Q: How important to Chile is the Free Trade Area of the Americas?

A: It's important for three reasons: We already have agreements with almost all of the FTAA countries, except the Caribbean. So in terms of market access, the FTAA won't mean that much. But it will allow us to negotiate issues such as services and investment. And we think Chile has developed competitive advantages in services and overseas investment [in the region]. Second, it will allow the region to have uniform rules on safeguards, customs, technical norms, and sanitary issues. One might have low tariffs, but there's always a temptation, if a country is having difficulty in one economic sector, to be "creative" with customs rules, permits, export licenses, or other bureaucratic procedures. The FTAA will change that. Finally and most important, when the FTAA is operating the whole region will have an export mentality, a business mentality. It's not enough to just have low tariffs -- we must maintain policies that keep our commitment to free trade.

Q: So it requires a complete change in mentality?

A: It's more than lowering tariffs, it requires a complete mind shift. Our private sector in Chile already has an export vision...which involves not only selling a product but establishing alliances with investors from other countries, with Brazilians, Argentines, Colombians.

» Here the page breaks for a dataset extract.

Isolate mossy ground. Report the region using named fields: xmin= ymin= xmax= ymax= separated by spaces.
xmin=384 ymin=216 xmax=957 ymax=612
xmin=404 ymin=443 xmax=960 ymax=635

Q: Is Chile's business community prepared for the difficulties that may arise with this latest market opening?

A: Fortunately, our private sector was closely involved in the trade negotiations. It already has an open-markets mentality. So we knew when we made certain offers to the North Americans that we had the backing of the private sector because we had discussed it with them. If you don't do that, then you run the risk of a very intense internal debate [after the fact]. And that's not good.